VLAs are gone, were made optional in C11, thus every compiler that jumped from C89 to C11 never bothered with them.

Google even sponsored a massive effort to clean the Linux kernel of their use.

A subset of designated initializers is supported in C++20.


There's a surprising amount of perfectly valid C code that's not valid C++ (not even taking regrettable design warts like VLAs into account). The "common subset" of C and C++ is both a subset of C, and a subset of C++, e.g. C++ has forked C and turned its C subset into a non-standard dialect.

It's interesting that the other C descendant Objective-C has decided to "respect" its C subset instead of messing with it, with the result that new C standards are automatically supported in ObjC.


A descendant that would be dead by now wouldn't Apple decided to buy NeXT.

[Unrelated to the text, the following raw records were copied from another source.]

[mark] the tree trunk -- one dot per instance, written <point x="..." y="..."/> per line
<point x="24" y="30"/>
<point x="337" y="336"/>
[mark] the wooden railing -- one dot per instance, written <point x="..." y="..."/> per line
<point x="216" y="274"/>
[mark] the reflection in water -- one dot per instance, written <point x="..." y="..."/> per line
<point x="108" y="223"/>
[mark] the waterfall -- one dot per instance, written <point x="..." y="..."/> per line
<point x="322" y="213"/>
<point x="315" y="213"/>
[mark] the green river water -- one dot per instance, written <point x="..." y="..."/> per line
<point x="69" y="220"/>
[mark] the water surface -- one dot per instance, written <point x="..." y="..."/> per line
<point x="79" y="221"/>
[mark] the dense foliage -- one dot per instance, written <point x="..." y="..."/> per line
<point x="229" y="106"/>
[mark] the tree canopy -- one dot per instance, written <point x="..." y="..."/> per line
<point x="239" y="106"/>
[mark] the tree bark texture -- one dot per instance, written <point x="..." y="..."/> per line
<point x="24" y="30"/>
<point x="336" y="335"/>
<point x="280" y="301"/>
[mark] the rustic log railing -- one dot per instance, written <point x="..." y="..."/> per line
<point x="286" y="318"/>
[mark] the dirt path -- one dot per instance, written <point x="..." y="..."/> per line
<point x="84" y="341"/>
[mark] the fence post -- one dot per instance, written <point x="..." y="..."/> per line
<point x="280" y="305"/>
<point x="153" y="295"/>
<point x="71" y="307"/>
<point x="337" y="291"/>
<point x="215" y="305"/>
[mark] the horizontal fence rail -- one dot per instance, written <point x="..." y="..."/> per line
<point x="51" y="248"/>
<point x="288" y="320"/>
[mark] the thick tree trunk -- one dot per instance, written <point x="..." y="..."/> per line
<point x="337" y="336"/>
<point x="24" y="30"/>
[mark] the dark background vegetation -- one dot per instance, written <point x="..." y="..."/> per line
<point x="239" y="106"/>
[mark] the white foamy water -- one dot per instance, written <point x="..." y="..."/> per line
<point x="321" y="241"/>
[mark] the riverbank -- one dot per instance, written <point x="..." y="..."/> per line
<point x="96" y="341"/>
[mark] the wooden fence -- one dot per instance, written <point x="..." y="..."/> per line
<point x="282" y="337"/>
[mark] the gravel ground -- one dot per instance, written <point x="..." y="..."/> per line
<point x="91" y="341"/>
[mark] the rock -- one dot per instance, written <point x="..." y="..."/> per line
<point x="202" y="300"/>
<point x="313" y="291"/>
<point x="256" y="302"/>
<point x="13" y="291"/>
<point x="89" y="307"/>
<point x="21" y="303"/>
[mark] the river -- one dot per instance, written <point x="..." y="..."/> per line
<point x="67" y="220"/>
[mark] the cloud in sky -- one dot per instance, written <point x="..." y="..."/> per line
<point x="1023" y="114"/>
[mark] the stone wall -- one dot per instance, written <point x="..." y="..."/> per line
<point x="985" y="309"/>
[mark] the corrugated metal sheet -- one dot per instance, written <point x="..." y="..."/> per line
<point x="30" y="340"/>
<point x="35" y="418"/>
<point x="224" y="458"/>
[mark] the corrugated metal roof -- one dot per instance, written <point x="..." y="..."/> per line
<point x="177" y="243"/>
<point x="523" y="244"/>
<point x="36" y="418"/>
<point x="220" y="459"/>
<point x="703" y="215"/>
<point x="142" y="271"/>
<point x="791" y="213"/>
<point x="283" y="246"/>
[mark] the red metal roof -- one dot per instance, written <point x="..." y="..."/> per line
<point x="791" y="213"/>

VLAs are dead, a broken design fixed in C11 by removing it from the standard, no idea why everyone keeps referring to them.


> A subset of designated initializers is supported in C++20.

Took them only 21 years... And this standard being so recent, most projects won't have that for years to come.


Doesn't matter, the point was what C subset does C++ support today.

https://godbolt.org/z/GW59rM


C++20 designated initializers must be specified in definition order, whereas they don't in C99.

In your example,

    Point point = {.z = 2.0, .x = 1.0};
produces a compilation error. This is annoying, but workable. And at least it's a compile-time error, rather than a bug that perniciously sneaks into production.


Why do you think I wrote "A subset of designated initializers is supported in C++20."?


The one good use of VLAs I know of is casting a buffer into a multidimensional (variable-length) array to allow for subscripting to work.


Whatever good uses VLAs might actually have had, they are gone with C11.


Well, they're a conditional feature now, you are supposed to check __STDC_NO_VLA__.


Which basically means that outside gcc and clang based compilers, __STDC_NO_VLA__ will be false, for example on MSVC or IAR Embedded Workbench.